4 Types of Steel: What Makes Them Different?

4 Types of Steel: What Makes Them Different?

An iron alloy, steel is mainly composed of iron and amalgamated with a single or more alloying metal to create new materials with special properties. There are four major categories together with many subgroups, which serve various purposes. Its characteristics alter, based on the elements it is mixed with, and also with the techniques employed to heat or cool the metal. It is classified by its structure. Iron is intermixed with Carbon and many different elements to attain a unique form.


There are different kinds of steel and the purposes they serve also vary. They are chiefly Carbon steel, Stainless steel, Alloy steel, and Tool steel.

1. Carbon Steel

All kinds of steel contain Carbon. However, dull and matte-like Carbon steel is special, because of a conspicuous absence of other elements in its composition. Although it has just 2% or less carbon by weight, its elemental character constitutes carbon steel to be a very tough, rugged, and durable metal suitable for countless purposes. Carbon steel is often mixed up with cast iron, though it contains more than 2% carbon, which gives it a rough texture and makes it more brittle. Carbon steel does not have an alloy categorization since there is an absence of other alloying elements in its makeup. It’s popular because of its simplicity. It also explains why 90% of all steel produced is carbon steel.
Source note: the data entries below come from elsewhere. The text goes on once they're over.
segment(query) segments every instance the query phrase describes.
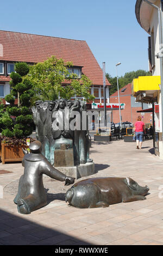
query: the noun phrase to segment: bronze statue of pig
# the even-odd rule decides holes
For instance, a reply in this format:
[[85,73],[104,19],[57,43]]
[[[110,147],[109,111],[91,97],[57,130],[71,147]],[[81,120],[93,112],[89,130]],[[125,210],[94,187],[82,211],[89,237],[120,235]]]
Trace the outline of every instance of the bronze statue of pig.
[[73,185],[66,192],[66,202],[78,208],[108,207],[145,200],[149,190],[130,178],[95,178]]

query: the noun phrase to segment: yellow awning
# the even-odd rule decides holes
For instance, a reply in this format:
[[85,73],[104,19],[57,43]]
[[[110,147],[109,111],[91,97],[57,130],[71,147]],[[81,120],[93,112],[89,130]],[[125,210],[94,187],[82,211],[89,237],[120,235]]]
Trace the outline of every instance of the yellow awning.
[[160,84],[160,76],[139,76],[132,82],[132,95],[137,102],[152,103],[156,100]]
[[132,94],[135,96],[139,91],[159,90],[160,76],[139,76],[132,82]]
Carbon steel may be classified as,

Low carbon – It has a carbon content of 0.01 to 0.03%. This one is the most common and affordable. It has high ductility and can be stretched under strain without breaking. Carbon steel is generally used to make pipes, wires, bolts, vehicle bodies, fencing, etc. 

Medium carbon – It has a carbon content of 0.3 to 0.6%. It has higher strength, hardness, and lower ductility than the low-carbon variety. Medium carbon is used to make gears, axles, shafts, railway tracks, household appliances, etc.
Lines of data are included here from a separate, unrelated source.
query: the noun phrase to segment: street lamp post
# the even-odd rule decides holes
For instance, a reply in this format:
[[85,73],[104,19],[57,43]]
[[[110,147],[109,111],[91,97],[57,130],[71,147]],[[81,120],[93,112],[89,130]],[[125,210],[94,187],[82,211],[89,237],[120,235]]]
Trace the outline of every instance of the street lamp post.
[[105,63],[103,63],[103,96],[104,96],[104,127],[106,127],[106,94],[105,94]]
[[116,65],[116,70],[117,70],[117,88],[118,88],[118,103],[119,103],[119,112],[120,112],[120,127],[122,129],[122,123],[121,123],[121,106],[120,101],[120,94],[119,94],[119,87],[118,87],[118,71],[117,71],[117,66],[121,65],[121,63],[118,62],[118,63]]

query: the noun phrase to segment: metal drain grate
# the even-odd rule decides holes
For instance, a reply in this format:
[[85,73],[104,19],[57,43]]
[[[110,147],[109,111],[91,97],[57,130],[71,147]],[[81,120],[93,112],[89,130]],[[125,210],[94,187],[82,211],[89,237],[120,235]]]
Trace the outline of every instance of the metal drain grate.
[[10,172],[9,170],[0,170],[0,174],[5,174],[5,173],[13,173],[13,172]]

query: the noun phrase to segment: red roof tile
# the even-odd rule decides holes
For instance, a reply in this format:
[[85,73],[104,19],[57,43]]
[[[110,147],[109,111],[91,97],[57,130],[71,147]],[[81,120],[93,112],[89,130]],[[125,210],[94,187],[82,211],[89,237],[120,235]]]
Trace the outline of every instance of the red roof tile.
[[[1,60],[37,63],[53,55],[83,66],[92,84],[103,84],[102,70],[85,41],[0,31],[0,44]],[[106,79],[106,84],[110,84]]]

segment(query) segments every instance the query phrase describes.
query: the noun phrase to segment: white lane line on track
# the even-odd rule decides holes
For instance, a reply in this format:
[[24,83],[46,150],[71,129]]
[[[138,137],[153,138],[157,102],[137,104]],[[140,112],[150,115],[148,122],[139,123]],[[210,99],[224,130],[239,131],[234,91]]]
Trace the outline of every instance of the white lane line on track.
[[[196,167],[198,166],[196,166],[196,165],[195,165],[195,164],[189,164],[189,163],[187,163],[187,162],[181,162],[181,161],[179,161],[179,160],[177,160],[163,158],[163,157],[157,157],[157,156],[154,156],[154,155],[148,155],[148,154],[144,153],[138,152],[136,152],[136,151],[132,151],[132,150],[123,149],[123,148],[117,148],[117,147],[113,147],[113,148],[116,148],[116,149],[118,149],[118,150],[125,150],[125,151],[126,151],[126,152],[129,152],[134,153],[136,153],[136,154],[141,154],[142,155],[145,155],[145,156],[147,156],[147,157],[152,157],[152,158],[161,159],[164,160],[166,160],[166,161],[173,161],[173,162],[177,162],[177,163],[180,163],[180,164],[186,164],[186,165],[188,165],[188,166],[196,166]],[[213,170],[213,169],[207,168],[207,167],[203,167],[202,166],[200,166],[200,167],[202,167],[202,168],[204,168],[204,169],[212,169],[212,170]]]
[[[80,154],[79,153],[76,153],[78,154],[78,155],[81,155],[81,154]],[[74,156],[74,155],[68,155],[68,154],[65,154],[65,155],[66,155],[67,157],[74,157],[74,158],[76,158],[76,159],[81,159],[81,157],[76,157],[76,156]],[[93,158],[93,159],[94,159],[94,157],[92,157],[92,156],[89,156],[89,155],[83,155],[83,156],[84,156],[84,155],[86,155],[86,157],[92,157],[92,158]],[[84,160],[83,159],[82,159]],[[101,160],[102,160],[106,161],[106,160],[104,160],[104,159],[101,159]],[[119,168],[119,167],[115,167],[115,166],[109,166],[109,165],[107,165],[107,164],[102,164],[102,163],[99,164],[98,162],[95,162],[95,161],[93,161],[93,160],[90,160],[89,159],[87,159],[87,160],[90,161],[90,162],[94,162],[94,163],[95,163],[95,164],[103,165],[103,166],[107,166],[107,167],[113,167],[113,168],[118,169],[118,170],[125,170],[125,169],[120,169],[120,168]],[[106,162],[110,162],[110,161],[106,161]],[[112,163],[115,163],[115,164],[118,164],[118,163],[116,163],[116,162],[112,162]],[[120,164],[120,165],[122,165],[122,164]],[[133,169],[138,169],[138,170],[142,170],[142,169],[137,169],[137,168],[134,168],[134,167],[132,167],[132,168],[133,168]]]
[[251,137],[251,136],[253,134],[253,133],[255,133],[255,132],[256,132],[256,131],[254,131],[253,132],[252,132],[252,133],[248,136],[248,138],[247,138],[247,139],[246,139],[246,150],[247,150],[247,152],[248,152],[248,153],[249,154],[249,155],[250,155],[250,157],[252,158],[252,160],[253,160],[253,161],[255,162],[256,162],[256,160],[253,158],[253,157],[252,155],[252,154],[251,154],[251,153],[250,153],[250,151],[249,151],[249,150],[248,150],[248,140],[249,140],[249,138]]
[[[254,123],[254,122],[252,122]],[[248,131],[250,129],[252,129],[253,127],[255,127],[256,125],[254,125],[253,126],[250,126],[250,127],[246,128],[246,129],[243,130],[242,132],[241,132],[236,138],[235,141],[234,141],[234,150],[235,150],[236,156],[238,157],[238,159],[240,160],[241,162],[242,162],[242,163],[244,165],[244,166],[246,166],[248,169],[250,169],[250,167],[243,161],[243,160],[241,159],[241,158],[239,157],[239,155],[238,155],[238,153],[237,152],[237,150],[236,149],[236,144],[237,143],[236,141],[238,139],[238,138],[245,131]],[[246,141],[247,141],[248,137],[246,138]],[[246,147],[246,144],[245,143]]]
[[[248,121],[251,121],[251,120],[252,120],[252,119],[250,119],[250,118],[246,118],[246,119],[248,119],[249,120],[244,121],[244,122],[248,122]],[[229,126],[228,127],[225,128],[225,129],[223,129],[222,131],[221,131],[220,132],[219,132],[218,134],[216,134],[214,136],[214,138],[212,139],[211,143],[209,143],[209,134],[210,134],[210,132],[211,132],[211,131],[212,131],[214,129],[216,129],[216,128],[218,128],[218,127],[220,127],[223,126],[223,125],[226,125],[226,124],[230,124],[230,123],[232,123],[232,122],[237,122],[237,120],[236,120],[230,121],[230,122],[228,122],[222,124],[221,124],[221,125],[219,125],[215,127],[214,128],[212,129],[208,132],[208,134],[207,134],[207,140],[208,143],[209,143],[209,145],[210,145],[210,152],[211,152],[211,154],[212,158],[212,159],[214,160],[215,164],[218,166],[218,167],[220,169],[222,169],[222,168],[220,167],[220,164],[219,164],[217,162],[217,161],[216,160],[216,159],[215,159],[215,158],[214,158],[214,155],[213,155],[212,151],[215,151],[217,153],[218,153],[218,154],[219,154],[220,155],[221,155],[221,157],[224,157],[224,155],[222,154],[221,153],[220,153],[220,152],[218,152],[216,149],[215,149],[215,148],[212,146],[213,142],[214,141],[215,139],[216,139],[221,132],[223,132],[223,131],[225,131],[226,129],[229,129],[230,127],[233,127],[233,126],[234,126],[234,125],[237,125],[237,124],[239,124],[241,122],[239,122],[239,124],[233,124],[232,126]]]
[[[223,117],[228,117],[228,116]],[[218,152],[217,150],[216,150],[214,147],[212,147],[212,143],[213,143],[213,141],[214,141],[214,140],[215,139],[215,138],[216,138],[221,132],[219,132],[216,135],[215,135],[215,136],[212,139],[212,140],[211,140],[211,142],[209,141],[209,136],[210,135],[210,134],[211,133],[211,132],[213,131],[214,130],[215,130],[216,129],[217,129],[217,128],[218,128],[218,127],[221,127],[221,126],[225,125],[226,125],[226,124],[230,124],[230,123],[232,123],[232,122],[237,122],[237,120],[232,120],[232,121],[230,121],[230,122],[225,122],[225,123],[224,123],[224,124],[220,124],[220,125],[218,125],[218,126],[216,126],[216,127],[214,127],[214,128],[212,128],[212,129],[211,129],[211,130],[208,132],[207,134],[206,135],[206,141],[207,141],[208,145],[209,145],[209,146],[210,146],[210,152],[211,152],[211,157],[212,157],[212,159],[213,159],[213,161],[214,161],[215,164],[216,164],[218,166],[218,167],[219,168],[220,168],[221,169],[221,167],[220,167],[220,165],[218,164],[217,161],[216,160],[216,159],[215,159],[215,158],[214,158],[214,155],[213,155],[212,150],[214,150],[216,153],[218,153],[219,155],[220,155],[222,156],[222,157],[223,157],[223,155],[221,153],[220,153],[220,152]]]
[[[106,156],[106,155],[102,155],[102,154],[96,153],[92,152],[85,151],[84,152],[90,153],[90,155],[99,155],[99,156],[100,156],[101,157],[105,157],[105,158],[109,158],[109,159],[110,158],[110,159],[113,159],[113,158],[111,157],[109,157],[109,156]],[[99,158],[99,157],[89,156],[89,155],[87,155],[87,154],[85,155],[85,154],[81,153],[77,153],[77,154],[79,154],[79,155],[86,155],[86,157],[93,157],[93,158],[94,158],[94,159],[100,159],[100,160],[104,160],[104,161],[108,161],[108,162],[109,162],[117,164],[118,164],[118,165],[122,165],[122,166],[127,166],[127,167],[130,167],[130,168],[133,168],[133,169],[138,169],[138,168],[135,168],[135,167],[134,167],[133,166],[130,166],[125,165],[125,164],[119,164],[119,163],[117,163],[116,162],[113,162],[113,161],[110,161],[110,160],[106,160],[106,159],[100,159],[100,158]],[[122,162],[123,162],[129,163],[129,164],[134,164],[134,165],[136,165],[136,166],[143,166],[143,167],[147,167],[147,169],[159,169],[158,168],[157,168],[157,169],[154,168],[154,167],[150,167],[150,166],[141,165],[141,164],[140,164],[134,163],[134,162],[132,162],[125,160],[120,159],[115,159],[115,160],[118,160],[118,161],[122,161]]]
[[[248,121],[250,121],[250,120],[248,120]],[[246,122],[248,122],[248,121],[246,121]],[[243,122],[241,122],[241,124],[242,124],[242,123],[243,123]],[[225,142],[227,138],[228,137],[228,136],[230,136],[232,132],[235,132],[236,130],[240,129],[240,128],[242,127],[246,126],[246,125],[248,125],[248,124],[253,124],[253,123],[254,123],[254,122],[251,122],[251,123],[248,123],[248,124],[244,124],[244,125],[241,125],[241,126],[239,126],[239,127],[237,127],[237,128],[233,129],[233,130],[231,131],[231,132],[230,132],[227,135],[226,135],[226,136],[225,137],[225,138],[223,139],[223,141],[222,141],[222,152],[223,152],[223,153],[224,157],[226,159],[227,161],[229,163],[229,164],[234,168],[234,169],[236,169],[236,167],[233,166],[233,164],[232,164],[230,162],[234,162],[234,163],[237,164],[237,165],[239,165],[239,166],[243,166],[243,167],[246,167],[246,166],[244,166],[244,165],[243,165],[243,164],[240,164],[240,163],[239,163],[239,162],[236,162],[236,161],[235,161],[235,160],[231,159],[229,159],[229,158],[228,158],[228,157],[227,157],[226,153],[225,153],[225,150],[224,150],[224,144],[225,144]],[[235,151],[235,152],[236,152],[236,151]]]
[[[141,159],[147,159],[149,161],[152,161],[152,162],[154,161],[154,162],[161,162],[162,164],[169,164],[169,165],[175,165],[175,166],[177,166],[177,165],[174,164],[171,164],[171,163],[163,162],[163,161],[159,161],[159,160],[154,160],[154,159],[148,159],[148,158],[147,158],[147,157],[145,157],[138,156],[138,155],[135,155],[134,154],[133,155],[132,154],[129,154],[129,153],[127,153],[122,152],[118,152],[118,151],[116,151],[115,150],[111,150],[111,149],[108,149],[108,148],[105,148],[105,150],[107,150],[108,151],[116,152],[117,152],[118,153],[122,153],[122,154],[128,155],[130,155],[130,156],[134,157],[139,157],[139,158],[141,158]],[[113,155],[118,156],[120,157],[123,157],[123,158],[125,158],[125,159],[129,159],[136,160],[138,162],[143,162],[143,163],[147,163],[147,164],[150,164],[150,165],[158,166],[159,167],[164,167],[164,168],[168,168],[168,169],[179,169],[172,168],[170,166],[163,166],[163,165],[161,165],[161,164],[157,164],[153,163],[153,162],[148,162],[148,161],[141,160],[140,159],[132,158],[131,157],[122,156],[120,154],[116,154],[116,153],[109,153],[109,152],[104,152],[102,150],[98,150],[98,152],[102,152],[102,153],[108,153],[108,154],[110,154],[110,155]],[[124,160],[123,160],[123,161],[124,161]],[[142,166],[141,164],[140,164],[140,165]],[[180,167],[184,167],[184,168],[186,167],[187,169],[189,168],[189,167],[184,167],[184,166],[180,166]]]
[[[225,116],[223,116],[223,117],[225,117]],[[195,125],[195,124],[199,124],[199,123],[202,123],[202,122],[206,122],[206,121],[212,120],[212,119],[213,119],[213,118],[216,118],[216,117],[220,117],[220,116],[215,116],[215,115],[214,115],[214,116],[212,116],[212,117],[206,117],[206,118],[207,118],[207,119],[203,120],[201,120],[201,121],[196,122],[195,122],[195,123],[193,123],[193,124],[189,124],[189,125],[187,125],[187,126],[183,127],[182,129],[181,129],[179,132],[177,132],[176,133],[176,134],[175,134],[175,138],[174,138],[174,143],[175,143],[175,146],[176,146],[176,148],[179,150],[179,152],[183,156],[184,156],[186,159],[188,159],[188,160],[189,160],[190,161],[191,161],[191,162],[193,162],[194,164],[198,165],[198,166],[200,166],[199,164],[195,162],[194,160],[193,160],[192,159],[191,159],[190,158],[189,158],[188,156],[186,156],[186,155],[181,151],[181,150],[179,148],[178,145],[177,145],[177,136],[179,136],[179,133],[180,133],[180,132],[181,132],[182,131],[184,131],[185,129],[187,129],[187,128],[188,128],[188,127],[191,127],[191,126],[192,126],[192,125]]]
High carbon – Carbon content in this variety is between 0.6 to 1.4%. This one is the hardest type, and more resistant to scratching, denting, and breaking. Due to its tensile strength, it’s used to manufacture sharp cutting tools like blades, punches, and springs.

2. Stainless Steel

It’s the most frequently utilized metal in the household. Due to a high concentration of Chromium in the composition, it’s highly corrosion-repellent. Stainless steel can also be very easily cleaned, polished, and sterilized.

Stainless steel can be classified as,

Austenitic – It contains around 18% Chromium and high amounts of Nickel. This form of stainless steel is mostly used to make kitchen appliances and food processing equipment.

Ferritic – It has about 12 to 17% Chromium and a little Nickel in its composition. Titanium and Molybdenum may be present too. It’s mainly used in automotive applications and the manufacturing of industrial equipment.

Martensitic – It has about 11 to 17% Carbon and some Nickel in its makeup. It’s usually found in surgical equipment, pliers, and cutlery. 

3. Alloy Steel

Alloy steel has various other elements in its composition, like Aluminium, Boron, Copper, Lead, silicon, Nickel, Chromium, and Titanium to build a metal with exclusive desired properties. Low alloy steel contains around 1 to 5% alloying elements while high alloy steel has 5 to 50% of them. This form of steel is used in many industries due to its increased strength, wear resistance, and toughness. Alloy steel is also popular because of its low cost, widespread availability, and convenient processing. It’s used to manufacture heavy-duty pipes needed for oil and gas drilling, electrical wiring, industrial heat exchangers, transformers, and automotive springs and shocks.

4. Tool Steel

As the name suggests, this type of carbon alloy is specifically used for machine tool manufacturing. The alloy may be made up of Molybdenum, Cobalt, Vanadium, and Tungsten in varying amounts. It is resistant to abrasion, corrosion, or impact. It’s also very strong, durable, and can hold sharpened edges. There are different grades, air-hardening, water-hardening, oil-hardening, shock-resisting and high-speed, etc. meant for specific uses. This alloy is used to make knives, drill bits, power saws, punches, and riveting tools. Since it can tolerate extreme heat, tool steel is also used for forging and casting.

That’s all about a breakdown of the types of steel available and the different purposes they serve.